La Constitution garantit la liberté de la presse, mais dans la pratique, les journalistes font face à de nombreux obstacles. Même lorsque les journalistes rapportent des menaces de mort crédibles aux autorités compétentes, ces affaires dépassent rarement le stade du dépôt de plainte et les professionnels des médias ne bénéficient pas de mesures de protection.

Contexte économique

Haïti est, depuis près d'un siècle, l’un des pays les plus pauvres du continent américain.

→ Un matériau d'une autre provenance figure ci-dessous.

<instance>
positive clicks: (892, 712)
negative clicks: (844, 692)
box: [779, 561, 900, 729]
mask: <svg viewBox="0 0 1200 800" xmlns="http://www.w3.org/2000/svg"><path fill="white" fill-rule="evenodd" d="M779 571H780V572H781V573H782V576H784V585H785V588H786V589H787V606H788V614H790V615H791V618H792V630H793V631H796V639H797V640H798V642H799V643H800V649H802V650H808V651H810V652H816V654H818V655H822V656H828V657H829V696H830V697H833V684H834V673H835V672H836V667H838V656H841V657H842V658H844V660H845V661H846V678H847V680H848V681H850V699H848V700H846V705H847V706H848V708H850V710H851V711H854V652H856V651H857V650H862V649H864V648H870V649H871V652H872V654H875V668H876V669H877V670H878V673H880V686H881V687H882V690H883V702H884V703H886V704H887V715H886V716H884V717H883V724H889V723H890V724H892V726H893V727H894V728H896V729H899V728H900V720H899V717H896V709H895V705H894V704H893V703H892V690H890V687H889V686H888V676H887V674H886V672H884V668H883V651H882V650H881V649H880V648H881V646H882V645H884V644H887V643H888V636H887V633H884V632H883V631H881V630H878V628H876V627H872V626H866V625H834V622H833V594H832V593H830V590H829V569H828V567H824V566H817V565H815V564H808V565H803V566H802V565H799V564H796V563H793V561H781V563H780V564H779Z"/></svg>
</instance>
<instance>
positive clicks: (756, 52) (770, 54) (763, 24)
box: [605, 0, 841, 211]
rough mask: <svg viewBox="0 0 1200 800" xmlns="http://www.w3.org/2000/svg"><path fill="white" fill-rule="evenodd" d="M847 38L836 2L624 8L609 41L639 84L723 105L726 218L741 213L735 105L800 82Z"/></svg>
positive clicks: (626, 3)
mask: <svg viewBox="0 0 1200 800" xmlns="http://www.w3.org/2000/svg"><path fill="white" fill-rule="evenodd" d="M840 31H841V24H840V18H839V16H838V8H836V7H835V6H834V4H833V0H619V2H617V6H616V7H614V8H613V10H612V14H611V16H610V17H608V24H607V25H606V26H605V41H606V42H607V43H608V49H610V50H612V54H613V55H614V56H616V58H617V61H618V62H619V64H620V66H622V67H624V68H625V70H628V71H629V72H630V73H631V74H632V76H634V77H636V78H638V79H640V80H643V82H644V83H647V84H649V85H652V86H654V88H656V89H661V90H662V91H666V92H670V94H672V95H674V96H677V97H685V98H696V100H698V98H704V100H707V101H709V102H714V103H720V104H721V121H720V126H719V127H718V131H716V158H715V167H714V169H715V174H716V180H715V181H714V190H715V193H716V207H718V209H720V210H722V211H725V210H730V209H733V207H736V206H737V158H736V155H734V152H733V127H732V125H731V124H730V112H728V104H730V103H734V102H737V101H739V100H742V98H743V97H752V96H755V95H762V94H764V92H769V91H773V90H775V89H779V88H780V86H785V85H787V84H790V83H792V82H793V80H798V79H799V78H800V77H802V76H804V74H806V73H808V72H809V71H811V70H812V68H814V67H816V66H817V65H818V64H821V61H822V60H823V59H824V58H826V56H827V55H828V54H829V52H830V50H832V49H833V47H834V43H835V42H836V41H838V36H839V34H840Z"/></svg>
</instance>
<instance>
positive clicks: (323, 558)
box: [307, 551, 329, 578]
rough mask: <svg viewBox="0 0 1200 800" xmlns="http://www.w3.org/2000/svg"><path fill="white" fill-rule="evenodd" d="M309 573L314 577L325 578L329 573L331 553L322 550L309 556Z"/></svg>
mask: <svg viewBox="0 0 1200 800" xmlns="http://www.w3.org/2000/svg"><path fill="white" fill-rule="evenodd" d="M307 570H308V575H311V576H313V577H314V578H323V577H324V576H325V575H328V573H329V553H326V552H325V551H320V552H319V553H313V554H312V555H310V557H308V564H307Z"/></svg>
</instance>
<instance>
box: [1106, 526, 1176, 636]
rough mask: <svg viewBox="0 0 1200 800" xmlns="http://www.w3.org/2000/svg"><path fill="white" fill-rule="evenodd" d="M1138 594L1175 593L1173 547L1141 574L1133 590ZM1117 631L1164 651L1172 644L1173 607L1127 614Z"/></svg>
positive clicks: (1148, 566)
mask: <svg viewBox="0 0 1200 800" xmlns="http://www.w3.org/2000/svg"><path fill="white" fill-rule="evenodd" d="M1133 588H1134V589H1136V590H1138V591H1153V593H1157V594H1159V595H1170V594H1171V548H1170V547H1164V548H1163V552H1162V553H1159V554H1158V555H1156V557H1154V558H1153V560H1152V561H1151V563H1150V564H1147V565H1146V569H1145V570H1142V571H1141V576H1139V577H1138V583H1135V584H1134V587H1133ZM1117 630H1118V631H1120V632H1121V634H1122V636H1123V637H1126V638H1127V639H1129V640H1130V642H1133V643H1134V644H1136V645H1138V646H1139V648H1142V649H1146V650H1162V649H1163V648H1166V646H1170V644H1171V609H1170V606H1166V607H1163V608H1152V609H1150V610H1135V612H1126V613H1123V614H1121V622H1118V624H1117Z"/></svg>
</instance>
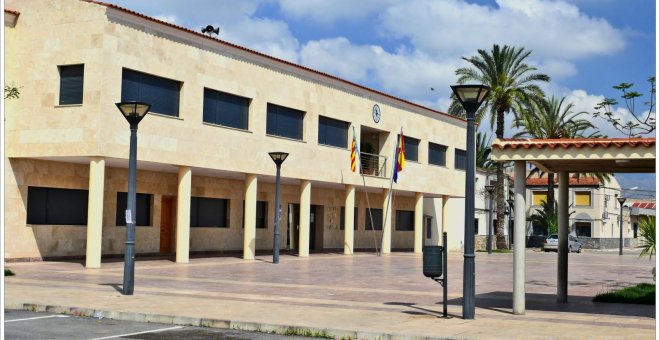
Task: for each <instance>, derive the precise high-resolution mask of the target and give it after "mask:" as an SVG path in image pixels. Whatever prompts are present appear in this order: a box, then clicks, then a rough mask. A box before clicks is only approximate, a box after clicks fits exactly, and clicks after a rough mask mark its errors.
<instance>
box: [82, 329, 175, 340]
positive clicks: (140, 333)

Son économie, essentiellement basée sur l'agriculture, est très vulnérable aux aléas climatiques. Le pays est également fortement dépendant de l'aide internationale et des envois de fonds de la diaspora. Le journalisme y est l’un des métiers les plus mal rémunérés. À l'exception des employés des médias publics et de quelques rares médias privés, les reporters peinent à satisfaire leurs besoins alimentaires de base. 

Contexte socioculturel

Haïti est riche culturellement (art, musique, danse, théâtre, etc.). Ces ressources constituent un facteur de développement capable de projeter une autre image du pays et d’y attirer des touristes. Les infrastructures existantes sur l’île sont régulièrement endommagées par les catastrophes naturelles qui se succèdent.

Sécurité

La situation sécuritaire des journalistes en Haïti s'est considérablement détériorée, faisant du pays l'un des plus dangereux au monde pour exercer ce métier. Les professionnels des médias sont la cible des gangs et sont régulièrement victimes de menaces, d'attaques, d'enlèvement ou d’assassinats. Ils risquent leur vie, que ce soit lors de la couverture d’événement ou dans les locaux de leurs médias, qui sont également attaqués. En l'absence d'un état de droit, ces violences accrues sont commises en toute impunité. À mesure que le contrôle des gangs s'étend sur la capitale, Port-au-Prince, les journalistes se retrouvent confinés à quelques quartiers où ils peuvent encore exercer leur activité, non sans risque. Beaucoup d’entre eux ont dû se résigner à l’exil.